Cryptocurrencies hit the big time in January, but doesn’t mean they are money.
Not yet anyway.
In January the cryptocurrency market hit a major milestone. The market value exceeded $1 trillion in value, with Bitcoin accounting for more than two-thirds of that value.
That market size makes crypto a major asset class along with stocks, bonds and precious metals.
But it still doesn’t make cryptocurrency money.
That may come as a surprise to some people who keep saying that Bitcoin and other cryptos are the future of money. The problem is that none of these upstart cryptos have all three of the necessary attributes of money.
Yes, money can be anything we choose but whatever you choose, be it shells or paper or anything else, it must have all of the following three properties.
Store of Value
Money must be a store of value. That means it will buy pretty much the same value of goods and services tomorrow as it will today. If that isn’t true, then its not money.

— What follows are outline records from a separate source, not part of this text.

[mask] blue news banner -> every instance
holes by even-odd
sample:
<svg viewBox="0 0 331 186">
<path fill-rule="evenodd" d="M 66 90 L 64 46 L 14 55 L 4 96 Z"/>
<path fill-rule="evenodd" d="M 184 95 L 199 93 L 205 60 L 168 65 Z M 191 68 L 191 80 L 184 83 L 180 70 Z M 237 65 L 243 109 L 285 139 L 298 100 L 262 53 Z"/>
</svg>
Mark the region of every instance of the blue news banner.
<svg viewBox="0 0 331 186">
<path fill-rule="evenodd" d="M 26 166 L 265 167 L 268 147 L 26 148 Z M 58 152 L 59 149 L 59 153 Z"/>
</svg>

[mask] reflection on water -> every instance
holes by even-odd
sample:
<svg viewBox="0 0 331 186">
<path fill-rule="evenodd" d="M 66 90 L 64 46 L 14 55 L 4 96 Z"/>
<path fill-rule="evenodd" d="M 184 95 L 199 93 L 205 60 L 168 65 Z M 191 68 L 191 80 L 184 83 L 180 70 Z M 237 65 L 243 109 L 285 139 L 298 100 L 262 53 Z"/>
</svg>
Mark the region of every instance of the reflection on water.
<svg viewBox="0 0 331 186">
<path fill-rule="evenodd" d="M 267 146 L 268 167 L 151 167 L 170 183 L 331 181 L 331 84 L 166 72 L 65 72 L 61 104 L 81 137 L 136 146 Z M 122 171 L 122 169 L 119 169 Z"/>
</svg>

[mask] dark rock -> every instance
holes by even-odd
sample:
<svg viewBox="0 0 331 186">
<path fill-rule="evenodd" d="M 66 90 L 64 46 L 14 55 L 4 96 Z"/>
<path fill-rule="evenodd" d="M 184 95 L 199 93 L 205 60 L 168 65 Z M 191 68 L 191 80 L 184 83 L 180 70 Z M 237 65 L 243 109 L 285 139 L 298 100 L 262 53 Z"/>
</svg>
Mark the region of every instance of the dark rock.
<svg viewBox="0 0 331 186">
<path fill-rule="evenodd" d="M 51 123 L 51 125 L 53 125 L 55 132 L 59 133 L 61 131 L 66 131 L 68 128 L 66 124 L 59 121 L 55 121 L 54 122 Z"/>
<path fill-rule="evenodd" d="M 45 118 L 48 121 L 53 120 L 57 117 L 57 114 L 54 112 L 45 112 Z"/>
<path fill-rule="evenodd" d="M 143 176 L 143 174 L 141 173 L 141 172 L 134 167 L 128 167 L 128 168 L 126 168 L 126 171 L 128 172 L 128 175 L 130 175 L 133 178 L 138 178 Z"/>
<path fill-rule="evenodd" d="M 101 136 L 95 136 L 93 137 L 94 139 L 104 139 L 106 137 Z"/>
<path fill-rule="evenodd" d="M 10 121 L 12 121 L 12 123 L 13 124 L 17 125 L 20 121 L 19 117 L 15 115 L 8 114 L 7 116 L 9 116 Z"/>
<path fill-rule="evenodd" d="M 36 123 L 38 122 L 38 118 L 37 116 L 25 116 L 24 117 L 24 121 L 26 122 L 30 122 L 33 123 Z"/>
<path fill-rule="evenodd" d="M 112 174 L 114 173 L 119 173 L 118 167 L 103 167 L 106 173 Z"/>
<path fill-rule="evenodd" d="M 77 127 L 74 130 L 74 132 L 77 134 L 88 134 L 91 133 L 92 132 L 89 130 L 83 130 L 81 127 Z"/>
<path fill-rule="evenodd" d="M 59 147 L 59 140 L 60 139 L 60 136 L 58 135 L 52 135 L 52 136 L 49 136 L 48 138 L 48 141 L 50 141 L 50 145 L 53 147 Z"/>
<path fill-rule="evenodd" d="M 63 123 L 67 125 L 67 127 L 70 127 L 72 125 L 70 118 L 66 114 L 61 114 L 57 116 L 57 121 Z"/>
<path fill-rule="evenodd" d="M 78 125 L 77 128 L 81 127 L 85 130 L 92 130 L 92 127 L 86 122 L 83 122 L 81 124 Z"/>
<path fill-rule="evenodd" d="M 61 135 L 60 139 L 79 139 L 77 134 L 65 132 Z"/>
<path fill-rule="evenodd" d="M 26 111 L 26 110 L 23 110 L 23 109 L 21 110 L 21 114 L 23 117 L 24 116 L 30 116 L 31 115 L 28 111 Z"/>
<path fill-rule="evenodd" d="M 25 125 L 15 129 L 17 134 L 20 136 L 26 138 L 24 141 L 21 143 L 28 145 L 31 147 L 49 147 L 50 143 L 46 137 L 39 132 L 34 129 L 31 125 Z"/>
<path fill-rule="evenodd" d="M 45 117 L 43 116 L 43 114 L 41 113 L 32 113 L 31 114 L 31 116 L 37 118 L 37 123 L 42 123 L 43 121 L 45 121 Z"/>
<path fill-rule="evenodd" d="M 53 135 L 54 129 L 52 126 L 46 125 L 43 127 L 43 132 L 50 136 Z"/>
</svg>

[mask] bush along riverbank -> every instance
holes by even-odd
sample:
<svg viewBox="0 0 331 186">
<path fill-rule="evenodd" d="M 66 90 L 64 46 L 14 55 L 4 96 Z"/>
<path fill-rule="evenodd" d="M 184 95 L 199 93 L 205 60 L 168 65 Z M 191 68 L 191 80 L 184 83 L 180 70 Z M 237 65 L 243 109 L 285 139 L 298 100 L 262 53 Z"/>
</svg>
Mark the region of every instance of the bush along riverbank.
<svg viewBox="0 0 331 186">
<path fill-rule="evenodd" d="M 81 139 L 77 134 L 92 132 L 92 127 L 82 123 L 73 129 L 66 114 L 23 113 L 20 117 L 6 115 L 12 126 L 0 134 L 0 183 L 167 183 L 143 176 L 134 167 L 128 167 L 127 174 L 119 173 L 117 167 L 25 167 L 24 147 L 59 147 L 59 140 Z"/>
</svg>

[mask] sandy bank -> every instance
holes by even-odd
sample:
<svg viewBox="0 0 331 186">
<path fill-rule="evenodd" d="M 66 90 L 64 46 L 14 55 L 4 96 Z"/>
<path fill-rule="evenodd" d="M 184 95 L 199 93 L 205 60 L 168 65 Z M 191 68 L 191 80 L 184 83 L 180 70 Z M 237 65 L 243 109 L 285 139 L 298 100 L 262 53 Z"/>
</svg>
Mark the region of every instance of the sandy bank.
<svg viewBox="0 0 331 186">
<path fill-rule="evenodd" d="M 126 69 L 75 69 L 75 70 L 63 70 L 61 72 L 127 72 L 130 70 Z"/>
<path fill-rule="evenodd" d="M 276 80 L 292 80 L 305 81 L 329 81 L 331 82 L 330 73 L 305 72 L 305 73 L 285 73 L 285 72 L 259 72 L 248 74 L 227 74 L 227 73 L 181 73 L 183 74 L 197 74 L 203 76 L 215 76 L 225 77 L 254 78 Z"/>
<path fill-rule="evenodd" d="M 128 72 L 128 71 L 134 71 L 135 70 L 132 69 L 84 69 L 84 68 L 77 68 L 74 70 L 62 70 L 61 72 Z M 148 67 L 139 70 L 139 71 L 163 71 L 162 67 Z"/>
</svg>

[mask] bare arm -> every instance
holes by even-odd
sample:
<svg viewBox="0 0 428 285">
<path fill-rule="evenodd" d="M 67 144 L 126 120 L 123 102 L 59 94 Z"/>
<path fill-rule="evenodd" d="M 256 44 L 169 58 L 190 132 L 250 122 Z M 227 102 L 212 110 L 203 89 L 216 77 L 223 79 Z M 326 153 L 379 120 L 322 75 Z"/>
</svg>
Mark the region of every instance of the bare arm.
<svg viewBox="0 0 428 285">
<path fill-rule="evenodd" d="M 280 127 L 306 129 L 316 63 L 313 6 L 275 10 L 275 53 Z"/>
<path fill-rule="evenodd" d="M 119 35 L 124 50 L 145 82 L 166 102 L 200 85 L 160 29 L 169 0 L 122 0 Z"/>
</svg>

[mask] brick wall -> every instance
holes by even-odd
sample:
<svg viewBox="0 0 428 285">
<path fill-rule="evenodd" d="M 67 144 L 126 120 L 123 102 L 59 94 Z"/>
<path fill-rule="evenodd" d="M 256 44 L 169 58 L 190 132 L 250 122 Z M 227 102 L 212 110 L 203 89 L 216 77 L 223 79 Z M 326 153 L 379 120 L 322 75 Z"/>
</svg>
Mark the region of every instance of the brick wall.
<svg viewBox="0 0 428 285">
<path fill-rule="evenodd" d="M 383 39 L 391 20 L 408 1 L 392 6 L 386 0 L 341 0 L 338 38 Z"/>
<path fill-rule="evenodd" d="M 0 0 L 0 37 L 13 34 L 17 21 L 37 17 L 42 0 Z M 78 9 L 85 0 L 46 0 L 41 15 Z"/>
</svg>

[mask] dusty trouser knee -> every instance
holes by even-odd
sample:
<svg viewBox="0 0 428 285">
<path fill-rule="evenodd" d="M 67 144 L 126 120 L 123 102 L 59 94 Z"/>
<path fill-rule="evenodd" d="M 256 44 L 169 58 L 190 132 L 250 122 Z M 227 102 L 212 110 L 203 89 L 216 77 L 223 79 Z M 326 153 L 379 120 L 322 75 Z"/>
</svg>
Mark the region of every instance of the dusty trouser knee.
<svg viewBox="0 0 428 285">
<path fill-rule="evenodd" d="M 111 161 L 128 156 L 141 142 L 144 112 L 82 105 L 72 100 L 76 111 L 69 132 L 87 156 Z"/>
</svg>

We can safely say that Bitcoin doesn’t meet this key criteria. In mid-March one Bitcoin would fetch nearly $61,700, compared to a recent price of around $57,350. That’s a plunge of around 7% in a matter of days. Imagine if the spending power of your savings shrank that amount in a matter of days? You’d probably want to hold your savings in something more stable.
Medium of Exchange
Money must be a medium of exchange. Or put simply, it must be the stuff you use to buy goods and services. In the U.S. people and businesses use U.S. dollars, in the UK they use pounds Sterling, and in the eurozone they spend euros. So far, at least, Bitcoin and the other cryptos don’t reach this hurdle because for the vast majority fo the world, cryptocurrency is not how people buy anything.
Yes, Elon Musk did announce that it will take Bitcoin to pay for electric vehicles manufactured by his company Tesla
Unit of Account
The final attribute that money must have is it must be the unit of account. It is how we measure wealth, value, and debts. As far as I can see, no one is preparing their business or personal accounts using cryptocurrency as the units.
Instead, people still use U.S. dollars and other major currencies. Indeed, the unit of account at Tesla is dollars. If you doubt me try looking at the official company accounts here.
If money loses anyone of these three attributes then the other two will likely disappear as well. That likely would have happened in the 1983 Hong Kong currency crisis without the swift introduction of a peg to the U.S. dollar and the help of the U.S. Federal Reserve.
Currently, Bitcoin and cryptos have none of the three necessary money attributes. They need all three, and it will likely be a while before that happens.